A Day Trying to Vibe Code, and Failing #1

Today I spent some time experimenting with Vibe Coding using Cursor. I have been intentionally setting aside time every Friday to do this, trying to understand how other developers are getting real productivity gains from this way of working.

The task itself was fairly straightforward. I needed to extract part of some code that clearly did not belong where it was. The logic lived inside an HTTP request handler and was doing more than it should. It executed a task that should have been asynchronous, and the HTTP response was unnecessarily waiting for it to finish. The goal was to extract that logic into an asynchronous process and have the request handler simply publish a message to SQS, allowing the work to be processed later.

First attempt: too much, too soon

In my first attempt, I sent the full task to Cursor. I described what I wanted as clearly as possible in English and asked it to execute using agent mode. It started scanning, thinking, and waiting. After about 30 minutes, while I went off to handle other bureaucratic work, nothing had finished. Eventually, I gave up and stopped it.

Breaking the problem down

At that point, I assumed the task might still be too large. Even though it was not particularly complex, I decided to break it down further. I started by asking Cursor to do just one thing. I wanted it to extract the asynchronous logic into a separate method or function, duplicating whatever was necessary so that the new function would be fully isolated and triggered by a message.

This time, Cursor really shined. There was one important difference. I asked it to create a plan first and only asked it to execute after reviewing that plan. The result was solid. The extraction was done correctly and cleanly.

Tests: the first cracks

That said, it did not follow the project’s testing conventions very well. The new functionality was created without tests, and some existing tests for the original function were broken. Those tests still depended on mocks related to the logic that had just been extracted.

I wrote another prompt asking Cursor to fix the tests, and once again it delivered. The tests were corrected, and everything passed.

Human error and wasted time

The next step was to add tests for the newly created function. This time, the mistake was mine. I accidentally provided the wrong class name in the prompt. Cursor spent quite a while planning, and only after reviewing the plan did I realize the error. It was effectively planning to recreate tests that already existed, which left the process in a strange, half-blocked state. That mistake alone cost me about 15 minutes. Combined with the earlier attempt, I was already around 45 minutes deep.

Multiple agents, more complexity

After correcting the class name, I tried again, and once again the agent took a long time. At that point, I decided to experiment further and split the work across multiple agents.

I opened one agent to plan how the new function would be wired up as a new queue consumer. I opened another to handle an additional refactor I had noticed. There was rollout-related logic in the function that had been at 100 percent for a long time, yet the code still supported a 0 percent path that was no longer relevant and should be removed.
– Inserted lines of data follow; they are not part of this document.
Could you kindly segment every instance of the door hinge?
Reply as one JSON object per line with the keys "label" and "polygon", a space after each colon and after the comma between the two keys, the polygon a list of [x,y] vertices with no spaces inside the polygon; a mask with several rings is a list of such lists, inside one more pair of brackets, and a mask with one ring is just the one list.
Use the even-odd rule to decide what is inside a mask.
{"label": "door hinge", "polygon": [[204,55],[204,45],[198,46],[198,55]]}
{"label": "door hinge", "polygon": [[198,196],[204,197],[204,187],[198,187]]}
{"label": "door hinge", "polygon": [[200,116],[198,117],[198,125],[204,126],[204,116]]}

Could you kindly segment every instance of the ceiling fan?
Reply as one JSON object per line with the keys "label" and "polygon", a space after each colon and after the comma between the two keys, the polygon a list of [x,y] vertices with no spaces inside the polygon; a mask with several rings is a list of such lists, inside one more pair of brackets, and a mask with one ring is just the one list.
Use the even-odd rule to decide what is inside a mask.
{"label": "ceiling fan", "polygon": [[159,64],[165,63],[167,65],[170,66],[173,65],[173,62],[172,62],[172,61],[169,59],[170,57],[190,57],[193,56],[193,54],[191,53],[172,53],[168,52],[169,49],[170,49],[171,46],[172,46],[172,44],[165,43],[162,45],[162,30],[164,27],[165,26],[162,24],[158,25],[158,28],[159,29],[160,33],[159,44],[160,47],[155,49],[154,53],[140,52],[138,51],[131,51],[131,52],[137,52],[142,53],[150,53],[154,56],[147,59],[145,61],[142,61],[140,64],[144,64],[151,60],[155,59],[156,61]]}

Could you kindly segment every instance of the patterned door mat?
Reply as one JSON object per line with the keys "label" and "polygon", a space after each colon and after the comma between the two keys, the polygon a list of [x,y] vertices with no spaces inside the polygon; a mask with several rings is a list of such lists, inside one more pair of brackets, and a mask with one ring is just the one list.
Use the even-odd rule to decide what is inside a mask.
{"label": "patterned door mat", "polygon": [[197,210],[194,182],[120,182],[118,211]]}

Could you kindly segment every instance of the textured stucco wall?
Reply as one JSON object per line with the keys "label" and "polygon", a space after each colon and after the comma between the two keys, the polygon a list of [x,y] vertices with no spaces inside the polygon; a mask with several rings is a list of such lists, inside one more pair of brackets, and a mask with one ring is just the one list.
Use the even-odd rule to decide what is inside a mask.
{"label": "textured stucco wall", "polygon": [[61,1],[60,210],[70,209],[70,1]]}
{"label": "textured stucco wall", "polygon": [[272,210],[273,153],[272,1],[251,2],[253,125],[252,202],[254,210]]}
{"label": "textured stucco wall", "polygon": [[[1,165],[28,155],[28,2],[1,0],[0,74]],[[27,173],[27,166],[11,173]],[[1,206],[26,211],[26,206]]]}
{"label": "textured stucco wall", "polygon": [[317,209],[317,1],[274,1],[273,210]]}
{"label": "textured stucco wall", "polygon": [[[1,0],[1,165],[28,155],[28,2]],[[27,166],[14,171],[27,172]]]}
So now I had three agents running in parallel. One was focused on tests, one on wiring the queue consumer, and one on the refactor.

The first to respond was the refactor. I got the familiar blue loop screen, reviewed the changes, accepted them, and everything looked correct. Meanwhile, the other two agents continued thinking. That was another 15 minutes gone.

When things start to fall apart

Eventually, the remaining agents appeared stuck, repeating the same messages. I stopped them and reran only the test-related agent. This time it completed quickly, but it also partially reverted the refactor. Only part of the change was undone, leaving the codebase in a broken state due to missing dependent changes. I had no choice but to revert everything.

I tried one last time, reissuing the prompt to generate the tests. Once again, it started thinking and kept thinking. At that point, my day was over. I had to leave and head to the gym.

Final thoughts

/assets/images/podium-math.gif

In the end, this was yet another day where I tried to Vibe Code and failed to complete the task.

My lingering feeling is that, had I done this work using only the AI as an autocomplete tool and as a way to ask questions, I would have finished the task in a fairly straightforward way. That said, this feeling is common when learning a new technology or adopting a new way of working. There is almost always an initial drop in productivity. My hope is that this learning curve eventually pays off, leading to a real and meaningful boost in productivity over time.